When I was divorced about two years, I got into a car accident one day and decided to cut cords with my ex that forever changed my life. I still felt responsible for my ex’s well-being. I felt like I had to check on him and let him know someone cared. I felt bad for and had guilt for ending our marriage and was over-compensating. At the time, I was beginning to talk to my now boyfriend but wasn’t completely letting him in. Energetically there wasn’t much room because of the responsibility I was carrying for my ex.
I woke up for the gym early one morning, got dressed, threw on my Nike’s and ran out the door. I hopped into my car and began my 7 minute ride to my kickboxing class. Just as I was halfway there, I remembered I was supposed to text my ex the night before to make sure he was ok and had a good night with the kids. As I was driving, I attempted to carelessly text him out of pure panic that I abandoned him. I was acting from a place of fear and whenever that is the motivation, nothing ever good comes from it. I learned my lesson from the Universe the hard way. I crashed my new car right into the car in front of me. At first I wanted to beat myself up for being so irresponsible but then I asked the Universe what the lesson in this was for me besides not texting and driving. My dad picked me up and we went to breakfast after I got the whole situation settled. Thank goodness nobody was hurt. At the diner came our waiter ready to take our order. His name tag looked me right in the eyes and sung the word, “Angel”, to me. His name was Angel and in that moment I knew it was a divine intervention that took place.
I had a $1000 deductible on my insurance at the time. After speaking with my spiritual teacher, she said to me if I got the lesson from this experience then something good will come out of this somehow by being rewarded from the Universe. I didn’t quite know what she meant but I sure did get the lesson. The lesson I needed to be smacked in the face with was to let go of my ex. Let go of feeling responsible for his happiness and well-being, as it was getting in the way of my own.
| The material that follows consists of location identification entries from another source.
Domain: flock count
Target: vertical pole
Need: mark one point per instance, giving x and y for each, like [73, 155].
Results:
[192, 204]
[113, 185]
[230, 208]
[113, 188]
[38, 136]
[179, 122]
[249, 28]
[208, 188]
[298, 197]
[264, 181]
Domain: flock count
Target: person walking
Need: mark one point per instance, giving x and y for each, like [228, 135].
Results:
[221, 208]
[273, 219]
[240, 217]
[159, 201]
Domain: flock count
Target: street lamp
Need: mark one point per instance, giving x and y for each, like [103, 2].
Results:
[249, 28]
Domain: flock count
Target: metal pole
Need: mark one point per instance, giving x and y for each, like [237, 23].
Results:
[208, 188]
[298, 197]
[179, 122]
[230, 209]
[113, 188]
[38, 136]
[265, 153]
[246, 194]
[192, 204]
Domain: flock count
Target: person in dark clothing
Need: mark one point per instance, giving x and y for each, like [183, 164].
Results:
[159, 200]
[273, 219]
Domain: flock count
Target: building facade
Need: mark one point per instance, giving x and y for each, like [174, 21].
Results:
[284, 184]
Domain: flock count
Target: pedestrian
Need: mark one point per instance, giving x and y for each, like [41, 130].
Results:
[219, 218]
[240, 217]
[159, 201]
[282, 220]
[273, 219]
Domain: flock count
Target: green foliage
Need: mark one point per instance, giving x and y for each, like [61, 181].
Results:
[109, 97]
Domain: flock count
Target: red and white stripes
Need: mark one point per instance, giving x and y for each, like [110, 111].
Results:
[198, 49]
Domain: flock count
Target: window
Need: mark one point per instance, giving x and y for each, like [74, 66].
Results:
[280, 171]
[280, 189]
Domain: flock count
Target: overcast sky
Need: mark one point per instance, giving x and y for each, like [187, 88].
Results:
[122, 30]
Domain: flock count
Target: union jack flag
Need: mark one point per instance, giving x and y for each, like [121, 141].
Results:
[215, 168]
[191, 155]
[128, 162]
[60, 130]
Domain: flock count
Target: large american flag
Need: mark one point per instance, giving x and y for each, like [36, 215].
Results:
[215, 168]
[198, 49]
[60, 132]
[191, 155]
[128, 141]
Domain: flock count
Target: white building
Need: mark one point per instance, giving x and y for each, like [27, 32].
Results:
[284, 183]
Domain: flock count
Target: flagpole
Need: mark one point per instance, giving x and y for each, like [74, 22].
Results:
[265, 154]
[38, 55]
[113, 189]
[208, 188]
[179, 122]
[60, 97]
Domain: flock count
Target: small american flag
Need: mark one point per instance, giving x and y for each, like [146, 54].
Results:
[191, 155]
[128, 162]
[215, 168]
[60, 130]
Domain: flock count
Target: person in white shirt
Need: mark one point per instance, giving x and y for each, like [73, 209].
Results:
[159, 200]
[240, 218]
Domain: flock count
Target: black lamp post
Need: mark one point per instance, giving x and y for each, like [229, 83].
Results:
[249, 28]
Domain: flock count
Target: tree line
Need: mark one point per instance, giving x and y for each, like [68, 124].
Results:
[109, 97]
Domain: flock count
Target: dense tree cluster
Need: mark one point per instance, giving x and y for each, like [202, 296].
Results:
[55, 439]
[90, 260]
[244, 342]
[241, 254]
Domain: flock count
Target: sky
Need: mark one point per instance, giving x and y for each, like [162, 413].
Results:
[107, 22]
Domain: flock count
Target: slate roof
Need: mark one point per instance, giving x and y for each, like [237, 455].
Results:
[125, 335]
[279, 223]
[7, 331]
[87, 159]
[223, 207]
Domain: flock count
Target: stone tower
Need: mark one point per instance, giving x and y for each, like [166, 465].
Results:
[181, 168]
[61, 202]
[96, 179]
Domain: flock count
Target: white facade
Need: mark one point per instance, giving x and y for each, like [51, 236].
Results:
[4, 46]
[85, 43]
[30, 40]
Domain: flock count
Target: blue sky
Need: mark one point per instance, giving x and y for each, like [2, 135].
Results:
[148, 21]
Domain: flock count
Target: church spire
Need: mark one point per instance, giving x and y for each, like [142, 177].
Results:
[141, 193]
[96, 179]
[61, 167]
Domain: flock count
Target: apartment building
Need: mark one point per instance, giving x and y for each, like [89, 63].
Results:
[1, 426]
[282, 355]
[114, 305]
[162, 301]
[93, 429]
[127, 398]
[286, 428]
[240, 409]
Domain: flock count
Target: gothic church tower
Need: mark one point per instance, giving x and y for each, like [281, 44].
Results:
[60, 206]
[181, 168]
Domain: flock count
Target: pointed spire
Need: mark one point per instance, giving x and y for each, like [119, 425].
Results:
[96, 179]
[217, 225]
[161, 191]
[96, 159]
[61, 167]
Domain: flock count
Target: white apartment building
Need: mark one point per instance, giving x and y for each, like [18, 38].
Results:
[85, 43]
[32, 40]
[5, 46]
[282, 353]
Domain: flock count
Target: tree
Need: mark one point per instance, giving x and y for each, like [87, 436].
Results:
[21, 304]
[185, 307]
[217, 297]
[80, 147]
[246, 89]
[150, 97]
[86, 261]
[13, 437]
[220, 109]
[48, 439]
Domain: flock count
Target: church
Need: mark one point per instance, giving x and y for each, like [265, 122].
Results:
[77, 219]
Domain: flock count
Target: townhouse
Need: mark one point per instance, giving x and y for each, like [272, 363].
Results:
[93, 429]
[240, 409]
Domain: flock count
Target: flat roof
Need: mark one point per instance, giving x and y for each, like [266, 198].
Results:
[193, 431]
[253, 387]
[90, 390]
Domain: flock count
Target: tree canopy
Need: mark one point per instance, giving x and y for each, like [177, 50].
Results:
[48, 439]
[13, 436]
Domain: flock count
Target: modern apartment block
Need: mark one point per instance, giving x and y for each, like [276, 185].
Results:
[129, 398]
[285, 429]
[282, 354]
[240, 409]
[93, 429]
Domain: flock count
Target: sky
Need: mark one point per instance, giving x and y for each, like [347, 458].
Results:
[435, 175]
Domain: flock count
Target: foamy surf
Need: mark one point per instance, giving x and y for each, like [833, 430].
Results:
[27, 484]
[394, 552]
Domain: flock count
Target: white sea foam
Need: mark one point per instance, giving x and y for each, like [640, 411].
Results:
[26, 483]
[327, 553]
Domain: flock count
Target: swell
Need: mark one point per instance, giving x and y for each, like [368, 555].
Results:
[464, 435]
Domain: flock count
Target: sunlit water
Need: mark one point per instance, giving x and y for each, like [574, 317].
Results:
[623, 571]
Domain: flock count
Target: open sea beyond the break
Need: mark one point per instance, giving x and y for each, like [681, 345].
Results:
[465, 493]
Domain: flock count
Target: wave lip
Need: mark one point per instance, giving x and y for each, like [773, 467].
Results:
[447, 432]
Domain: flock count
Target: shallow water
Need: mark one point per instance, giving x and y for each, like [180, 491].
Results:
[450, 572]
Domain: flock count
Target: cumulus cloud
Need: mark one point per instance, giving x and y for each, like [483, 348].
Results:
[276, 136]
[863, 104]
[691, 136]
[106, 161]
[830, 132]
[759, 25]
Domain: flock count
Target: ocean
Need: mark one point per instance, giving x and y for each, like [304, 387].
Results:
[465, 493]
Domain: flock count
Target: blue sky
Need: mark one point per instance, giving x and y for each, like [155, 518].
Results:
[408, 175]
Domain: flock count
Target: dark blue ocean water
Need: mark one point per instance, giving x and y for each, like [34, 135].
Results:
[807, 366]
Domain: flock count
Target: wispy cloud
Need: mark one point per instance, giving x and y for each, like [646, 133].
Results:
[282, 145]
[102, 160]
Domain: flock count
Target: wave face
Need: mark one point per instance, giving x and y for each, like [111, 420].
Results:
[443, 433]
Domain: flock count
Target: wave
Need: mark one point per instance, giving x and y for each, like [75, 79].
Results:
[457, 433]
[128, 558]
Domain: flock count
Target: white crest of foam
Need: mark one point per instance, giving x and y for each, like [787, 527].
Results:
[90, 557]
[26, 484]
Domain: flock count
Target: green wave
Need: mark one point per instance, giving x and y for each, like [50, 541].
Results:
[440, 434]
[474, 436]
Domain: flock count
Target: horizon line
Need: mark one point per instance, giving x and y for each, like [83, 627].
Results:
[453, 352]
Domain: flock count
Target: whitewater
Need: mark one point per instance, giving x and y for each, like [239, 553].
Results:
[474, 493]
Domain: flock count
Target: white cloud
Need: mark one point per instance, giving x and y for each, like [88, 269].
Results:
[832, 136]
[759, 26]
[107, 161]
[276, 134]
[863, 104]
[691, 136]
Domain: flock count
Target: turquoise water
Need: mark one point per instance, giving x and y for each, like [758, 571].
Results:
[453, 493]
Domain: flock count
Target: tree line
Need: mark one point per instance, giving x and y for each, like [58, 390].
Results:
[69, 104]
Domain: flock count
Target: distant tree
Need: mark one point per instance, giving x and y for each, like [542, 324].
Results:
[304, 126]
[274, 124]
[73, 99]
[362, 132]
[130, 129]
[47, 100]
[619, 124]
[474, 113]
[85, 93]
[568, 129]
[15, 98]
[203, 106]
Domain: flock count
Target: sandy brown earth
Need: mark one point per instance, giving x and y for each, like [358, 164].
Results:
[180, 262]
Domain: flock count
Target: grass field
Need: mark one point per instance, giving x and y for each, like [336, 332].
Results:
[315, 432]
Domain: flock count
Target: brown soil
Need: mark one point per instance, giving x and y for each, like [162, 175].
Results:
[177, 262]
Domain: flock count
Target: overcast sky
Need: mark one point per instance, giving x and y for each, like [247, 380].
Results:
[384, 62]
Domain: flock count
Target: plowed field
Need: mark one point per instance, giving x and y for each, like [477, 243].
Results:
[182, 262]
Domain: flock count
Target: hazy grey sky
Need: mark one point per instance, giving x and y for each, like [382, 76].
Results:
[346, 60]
A week or so later, I had a 7 hour stomach virus. As I layed in bed green and weak, I heard my intuition tell me to do a cord-cutting meditation. I sat up slowly and closed my eyes and began to visualize this cord-cutting between me and my ex. Within 2 minutes of the meditation, I got up and ran to the bathroom to purge. As I was throwing up every last bit of liquid in me, I pictured getting rid of everything that no longer served me and said goodbye to my ex. I felt like a million bucks after and that was the end of the virus. I also found out my $1000 deductible got waived because I ended up knowing the family that owned the auto body shop my car coincidentally got towed to. That was my gift from the Universe once I got my lesson! Oh, and it allowed my boyfriend to come into my life too! Wins all around.